Having attended the launch of the ‘paper’ and now having had the opportunity to read its content, the first think I would have to say is that any debate on regeneration is welcomed. It is perhaps some time since the last platform was raised on this important topic, but this time around the overwhelming issue is the state of the economy across a whole range of factors.

The state of play

Regeneration normally stems from two important aspects: the underlying property market (influenced mainly by the economy) and funding availability within the public sector.

Of course, it has not always been the case that public sector ‘pumppriming’ monies have been needed. These occasions have normally been driven by the strength of the property market, which in turn has been reflected in the relative underlying strength of the economy in the past.

The paper has a balanced focus between local and wider regeneration.

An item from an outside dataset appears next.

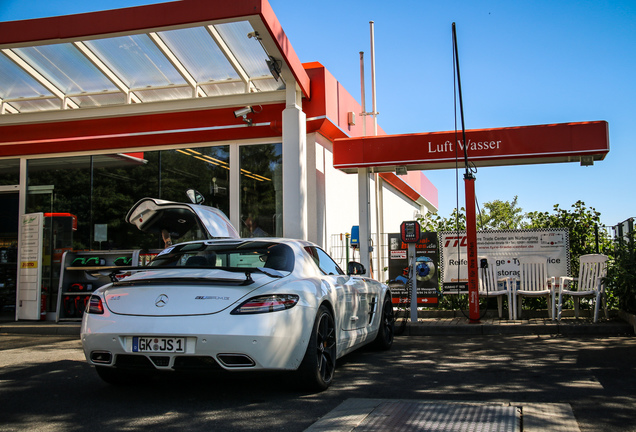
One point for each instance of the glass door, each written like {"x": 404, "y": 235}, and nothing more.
{"x": 9, "y": 215}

It faces up to the fact that ‘traditional models of regeneration are now fractured’. It reflects upon the current ‘era of constrained budgets’ and mentions ‘consideration of new and sustainable ways of funding physical regeneration’.

Tell us something we don’t already know, I hear you say!

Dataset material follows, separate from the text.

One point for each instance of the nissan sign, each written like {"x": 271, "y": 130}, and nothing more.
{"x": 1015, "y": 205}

Well that’s part of the problem, I say!

We all know that the banks have been playing things very tight in recent years and that will likely continue. We know that public sector finances are stretched and in some cases already leveraged. We know that the URCs still need public support.

We know that publicly sponsored and appropriately partnered special purpose vehicles are finding things difficult. We know that rail proposals linking city centres and airports in both the
east and west have been mothballed. We know that trams in the east have more than enough problems to be getting on with and finally, we know that the Commonwealth Games in 2014 is the most important single focus project that we have.

Realistic prospects

So where does this leave us, we all say?

The private sector will be very selective in where it invests. It is now less reliant on public sector funding, because it knows there is very little around and therefore the more marginal schemes will not make it through the corporate decision making process. This means that fewer projects will come forward; we have all seen that pattern in recent years.

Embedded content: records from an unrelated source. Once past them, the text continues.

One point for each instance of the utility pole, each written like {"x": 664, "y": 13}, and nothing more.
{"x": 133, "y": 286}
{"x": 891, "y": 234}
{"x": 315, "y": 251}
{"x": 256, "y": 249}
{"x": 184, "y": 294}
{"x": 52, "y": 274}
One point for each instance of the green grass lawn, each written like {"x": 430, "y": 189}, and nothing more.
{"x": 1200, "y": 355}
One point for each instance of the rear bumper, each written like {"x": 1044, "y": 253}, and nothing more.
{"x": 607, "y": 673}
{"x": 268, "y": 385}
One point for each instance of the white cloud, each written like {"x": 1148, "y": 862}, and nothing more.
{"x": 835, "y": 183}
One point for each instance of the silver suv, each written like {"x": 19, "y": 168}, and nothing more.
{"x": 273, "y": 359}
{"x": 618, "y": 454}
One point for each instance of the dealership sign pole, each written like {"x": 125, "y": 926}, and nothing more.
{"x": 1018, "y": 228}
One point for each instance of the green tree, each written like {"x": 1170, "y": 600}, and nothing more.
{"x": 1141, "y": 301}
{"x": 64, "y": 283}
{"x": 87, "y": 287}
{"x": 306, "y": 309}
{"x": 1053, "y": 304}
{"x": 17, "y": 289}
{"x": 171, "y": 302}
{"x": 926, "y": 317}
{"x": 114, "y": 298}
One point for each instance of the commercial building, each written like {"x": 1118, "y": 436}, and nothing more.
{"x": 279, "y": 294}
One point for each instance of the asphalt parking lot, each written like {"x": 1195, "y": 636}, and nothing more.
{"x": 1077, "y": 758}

Location will continue to be key, whether that is in housing, retail/commercial or mixed use developments. We see this currently in new housing starts, extensions to retail shopping, food store expansion etc.

Development activity is restricted to certain key locations where in housing terms there is a market for affordable family housing. In other sectors, the drivers are either footfall and/or destination-led development and this is only happening in certain areas. Timescales will continue to be stretched in the expectation that there are better times ahead.

Re-shape or prepare to wait

So, times are tough and money is tight – in such circumstances property development tends to be selective. The question for us involved in regeneration is – is there a major development coming to a place near you?

If the answer is yes – you will see and be engaged in regeneration activities which will involve a re-shaping of previous Masterplans to take account of the current and likely emerging marketplace.

If no – you will likely see previous Masterplans continuing to gather dust on the shelves as you wait for a significant hike in the marketplace and/or a return to public sector pump-priming (both unlikely in the foreseeable future).